I’m not totally soured on commercial publishing. They still offer advantages of broad distribution and the imprimatur of a commercial publisher.

However, whether self- or commercially publishing, authors must face the hard financial reality that you will not likely make significant income, even with a bestseller. For example, a Nielsen Bookscan study of sales of 1,200,000 books found that only 2.1 percent sold more than 5,000 copies. The vast majority, 79 percent, sold less than 99 copies. Even a “bestseller” won’t bring riches, as described in this article by novelist Patrick Wensink.

To cite a widely quoted maxim in publishing: you won’t make money from a book; you’ll make money because of a book. That is, think of your book as a means of enhancing your brand as a writer/expert. Nonfiction books can build your reputation, lead to writing assignments, and give the opportunity to make money teaching workshops in your subject. I’ve made much more money from my communication workshops for scientists than I have from Explaining Research.

And for novels, building a brand means publishing multiple novels and working to create a following such that readers of one novel will buy others.

A self-publishing trend

My decision to self-publish is very much in line with the times. For example, Guy Kawasaki author of APE (Author, Publisher, Entrepreneur) How to Publish a Book—has listed these “Top Ten Reasons to Self-publish Your Book.”

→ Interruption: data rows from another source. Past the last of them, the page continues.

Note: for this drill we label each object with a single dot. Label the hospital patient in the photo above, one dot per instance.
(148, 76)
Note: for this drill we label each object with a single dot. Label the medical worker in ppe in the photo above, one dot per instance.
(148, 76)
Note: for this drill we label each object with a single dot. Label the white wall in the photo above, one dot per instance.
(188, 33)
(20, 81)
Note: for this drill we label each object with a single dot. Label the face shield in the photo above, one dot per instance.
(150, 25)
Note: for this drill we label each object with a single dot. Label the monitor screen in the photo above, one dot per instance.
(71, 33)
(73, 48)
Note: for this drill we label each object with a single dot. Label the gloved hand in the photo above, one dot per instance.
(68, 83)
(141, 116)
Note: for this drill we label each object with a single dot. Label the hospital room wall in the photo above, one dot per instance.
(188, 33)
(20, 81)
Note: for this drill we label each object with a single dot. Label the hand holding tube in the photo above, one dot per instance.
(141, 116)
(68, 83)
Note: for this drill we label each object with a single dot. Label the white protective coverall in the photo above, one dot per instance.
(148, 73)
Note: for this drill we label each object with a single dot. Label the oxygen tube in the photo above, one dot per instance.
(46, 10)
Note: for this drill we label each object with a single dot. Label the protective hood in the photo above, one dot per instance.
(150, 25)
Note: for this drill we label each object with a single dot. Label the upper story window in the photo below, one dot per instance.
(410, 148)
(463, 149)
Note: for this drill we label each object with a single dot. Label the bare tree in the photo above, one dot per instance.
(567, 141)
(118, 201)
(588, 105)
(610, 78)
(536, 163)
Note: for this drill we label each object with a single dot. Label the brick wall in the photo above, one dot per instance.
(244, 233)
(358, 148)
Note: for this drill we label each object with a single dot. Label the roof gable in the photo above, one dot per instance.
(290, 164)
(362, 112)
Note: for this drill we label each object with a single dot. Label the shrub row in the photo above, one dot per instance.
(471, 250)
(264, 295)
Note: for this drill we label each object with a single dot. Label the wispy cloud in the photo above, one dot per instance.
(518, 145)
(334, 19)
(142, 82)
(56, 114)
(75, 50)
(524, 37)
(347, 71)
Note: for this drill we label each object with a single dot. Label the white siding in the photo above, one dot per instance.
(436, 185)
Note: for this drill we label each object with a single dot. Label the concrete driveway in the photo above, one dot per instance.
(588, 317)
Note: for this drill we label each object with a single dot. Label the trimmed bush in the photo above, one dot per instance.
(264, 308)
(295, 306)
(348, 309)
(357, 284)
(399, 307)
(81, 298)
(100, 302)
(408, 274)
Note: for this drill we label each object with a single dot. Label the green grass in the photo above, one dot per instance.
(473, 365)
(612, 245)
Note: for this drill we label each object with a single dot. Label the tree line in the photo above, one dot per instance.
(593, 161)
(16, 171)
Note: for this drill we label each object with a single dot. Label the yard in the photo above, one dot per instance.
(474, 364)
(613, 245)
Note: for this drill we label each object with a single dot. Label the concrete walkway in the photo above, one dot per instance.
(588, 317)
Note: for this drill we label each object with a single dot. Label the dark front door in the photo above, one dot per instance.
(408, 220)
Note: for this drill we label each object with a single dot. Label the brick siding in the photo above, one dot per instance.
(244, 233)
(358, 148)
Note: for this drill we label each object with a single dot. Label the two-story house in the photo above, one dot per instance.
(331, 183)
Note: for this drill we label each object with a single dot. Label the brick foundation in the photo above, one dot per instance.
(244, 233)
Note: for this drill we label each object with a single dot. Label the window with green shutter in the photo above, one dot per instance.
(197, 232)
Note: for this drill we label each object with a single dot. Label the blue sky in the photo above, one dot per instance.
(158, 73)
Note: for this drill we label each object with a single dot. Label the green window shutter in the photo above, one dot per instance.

Self-publishing is also very much the wave of the future, contends David Vinjamuri in his overview of the publishing industry, “Publishing is Broken, We’re Drowning in Indie Books—And That’s a Good Thing.” Vinjamuri predicts that “. . . mainstream authors who don’t reach the blockbuster sales of Brad Thor or Sue Grafton—but have an established audience—will choose the favorable economics of Indie publishing.” He also points out that “authors like Edgar-winning mystery author Lawrence Block and Margaret Muir have already embraced indie publishing for the obvious economic benefits.  There are also many authors who started as self-publishers and are making a solid living in Indie-land.”

Here are other recent articles on the subject:

However, there are major cautions that should be added to these writers’ upbeat views of self-publishing: In your marketing, you will be trying to distinguish your book from masses of self-published dreck and battling the still-questionable image of self-published authors—although some of this may be sour grapes, as pointed out by Debra Holland in this blog post.

The decision and the process are complex; and I hope this series helps you to decide whether to self-publish, and if you do, to successfully navigate those complexities.